TMGT 361

profileKalyani

  

V. Data collection and analysis.

a. Decide on something you are going to measure. In your initial post write up, include the following. Keep an industrial focus if possible but you can measure anything. The measurement instrument can be anything, e.g., your eyes, a bath scale, a micrometer, etc.

i. Define the population measured. 

ii. Define the unit of observation (e.g., case, subject).

iii. Define the sample measured and state the sample size (must be at least n=10).

iv. Describe the variable measured. Include scale level, i.e., nominal, ordinal, interval, or rank.

v. Describe the measurement tool and measurement method.

vi. Define the variable values measured and/or that could have been measured, e.g., there might have been green apples but none in your sample were.

vii. Calculate appropriate measures of central tendency and dispersion. 

viii. Create an appropriate chart to display the data. Does the data look like it fits a particular distribution; should it, i.e., does the data fit the definition of a particular distribution? 
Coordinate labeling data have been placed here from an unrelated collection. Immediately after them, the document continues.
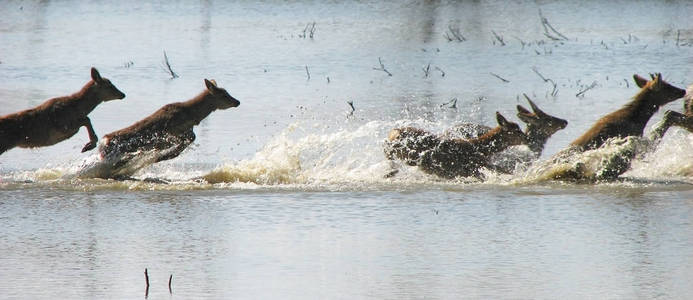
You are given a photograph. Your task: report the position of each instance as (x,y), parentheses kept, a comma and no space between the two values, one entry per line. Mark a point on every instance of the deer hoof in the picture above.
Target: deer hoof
(89,146)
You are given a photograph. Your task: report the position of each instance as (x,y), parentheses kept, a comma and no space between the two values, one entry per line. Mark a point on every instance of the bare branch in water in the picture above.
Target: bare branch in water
(498,38)
(547,26)
(168,67)
(382,67)
(582,92)
(442,73)
(452,103)
(426,70)
(554,92)
(456,35)
(312,30)
(501,78)
(351,104)
(146,281)
(308,31)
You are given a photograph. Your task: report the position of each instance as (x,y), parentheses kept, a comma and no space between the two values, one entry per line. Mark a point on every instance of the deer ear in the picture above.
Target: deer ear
(211,86)
(522,110)
(524,114)
(641,82)
(657,82)
(95,75)
(501,120)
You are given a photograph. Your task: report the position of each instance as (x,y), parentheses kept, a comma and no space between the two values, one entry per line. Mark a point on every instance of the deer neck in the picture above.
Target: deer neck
(536,139)
(490,143)
(643,107)
(200,107)
(86,99)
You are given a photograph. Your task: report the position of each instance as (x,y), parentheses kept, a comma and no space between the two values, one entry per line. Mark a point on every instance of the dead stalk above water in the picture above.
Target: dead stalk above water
(548,29)
(498,38)
(501,78)
(308,31)
(454,34)
(554,92)
(452,103)
(382,67)
(168,67)
(146,281)
(442,73)
(591,86)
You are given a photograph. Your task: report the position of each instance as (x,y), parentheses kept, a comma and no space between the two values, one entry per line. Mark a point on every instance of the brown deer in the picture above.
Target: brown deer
(165,133)
(57,119)
(673,118)
(540,127)
(449,158)
(630,120)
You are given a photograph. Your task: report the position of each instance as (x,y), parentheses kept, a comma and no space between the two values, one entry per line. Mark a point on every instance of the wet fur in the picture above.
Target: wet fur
(632,118)
(166,132)
(57,119)
(451,157)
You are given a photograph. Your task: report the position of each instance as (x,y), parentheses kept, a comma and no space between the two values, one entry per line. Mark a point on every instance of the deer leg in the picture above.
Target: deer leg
(93,139)
(188,138)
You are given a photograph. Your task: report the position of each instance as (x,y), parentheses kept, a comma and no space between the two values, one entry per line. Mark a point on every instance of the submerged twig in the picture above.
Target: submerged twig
(501,78)
(582,92)
(426,70)
(351,104)
(452,103)
(382,67)
(168,67)
(456,35)
(308,31)
(146,281)
(498,38)
(547,26)
(442,73)
(554,92)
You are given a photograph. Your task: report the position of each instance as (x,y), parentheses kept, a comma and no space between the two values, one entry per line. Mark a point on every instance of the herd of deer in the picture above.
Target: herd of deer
(463,150)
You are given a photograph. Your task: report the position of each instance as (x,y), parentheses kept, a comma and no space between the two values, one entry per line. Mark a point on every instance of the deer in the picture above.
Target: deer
(540,127)
(163,134)
(58,119)
(628,121)
(451,157)
(673,118)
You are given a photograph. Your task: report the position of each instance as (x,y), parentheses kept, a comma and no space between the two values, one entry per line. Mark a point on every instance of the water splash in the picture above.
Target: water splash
(351,157)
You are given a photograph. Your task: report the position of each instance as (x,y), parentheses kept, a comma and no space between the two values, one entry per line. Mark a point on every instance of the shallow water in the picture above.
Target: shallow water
(295,204)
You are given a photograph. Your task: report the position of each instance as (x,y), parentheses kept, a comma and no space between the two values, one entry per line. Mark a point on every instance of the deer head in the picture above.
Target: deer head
(220,96)
(510,132)
(659,92)
(539,122)
(103,88)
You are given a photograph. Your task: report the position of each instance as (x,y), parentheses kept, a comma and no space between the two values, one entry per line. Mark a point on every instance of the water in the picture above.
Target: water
(295,204)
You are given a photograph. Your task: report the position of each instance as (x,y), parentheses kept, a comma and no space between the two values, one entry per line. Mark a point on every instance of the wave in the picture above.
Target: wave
(351,157)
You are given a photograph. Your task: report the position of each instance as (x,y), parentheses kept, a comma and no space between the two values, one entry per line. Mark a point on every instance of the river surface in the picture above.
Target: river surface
(295,204)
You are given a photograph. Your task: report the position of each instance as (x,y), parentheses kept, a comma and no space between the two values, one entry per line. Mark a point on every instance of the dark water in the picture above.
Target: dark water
(300,208)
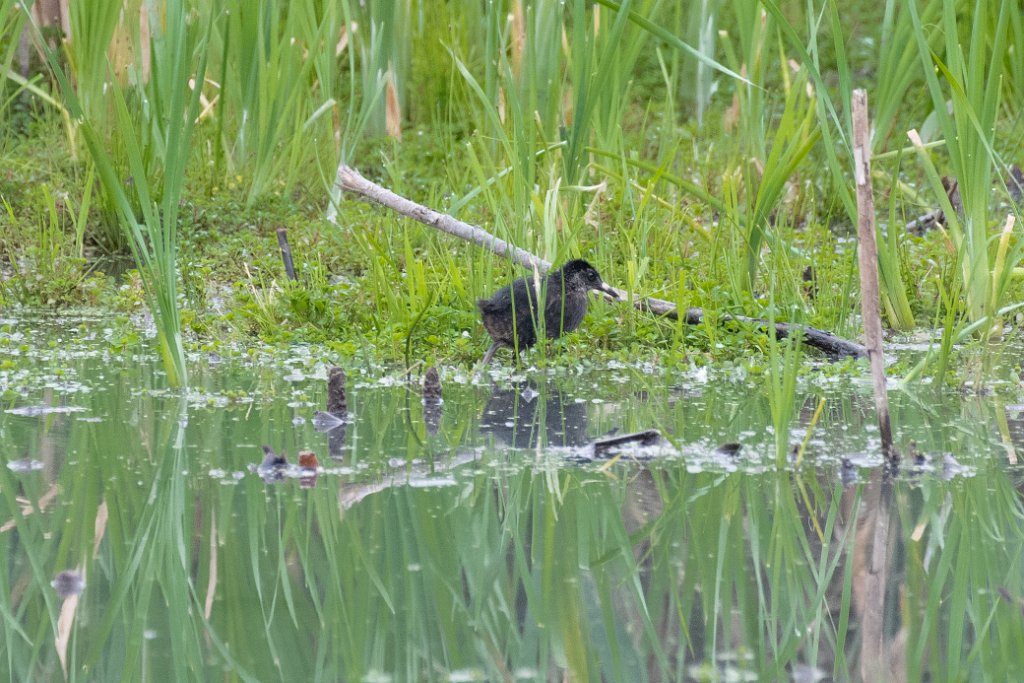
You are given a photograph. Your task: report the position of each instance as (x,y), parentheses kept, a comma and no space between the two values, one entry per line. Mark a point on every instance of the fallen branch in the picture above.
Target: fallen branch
(350,180)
b. Similar to example 5.8 in the Primer, calculate the mean and 3 sigma limits for 10 coin tosses. Toss an actual coin 10 times and compare the theoretical and actual results*. Are the theoretical and actual results different? If so, why? How do you interpret the control limits, e.g., what do they tell us?

c. Create your own probability example of compound events* (similar to examples 5.20 – 5.23 in the Primer).

d. Discuss the general principles of how to make something more reliable.

e. Do your own failure experiment.* Calculate Lambda and Theta.

Obviously, for a you have to measure something yourself and cannot get data from a source such as the internet, book, or company data.

For b, follow the example but use the values you need to for 10 coin tosses. You have to actually toss the coin to compare the theoretical population results with your actual sample results. 

For c, come up with your own example. The goal is to make you practice with something more real than the text book. Do not get an example from any source except your life or your imagination.

For e, you could test anything to failure. I would pick something that fails in short order under testing, e.g., flexing something until it breaks (the bends can be the unit instead of time, but time would work too if you keep your flex rate constant). You could consider a basketball shot the event and a miss as a failure. You could bother your roommate until he or she gets mad (the failure) and see how long that takes (maybe that isn’t a good idea)! The point is to really do this, with something simple if need be (and not use an internet or book example and merely change some words around).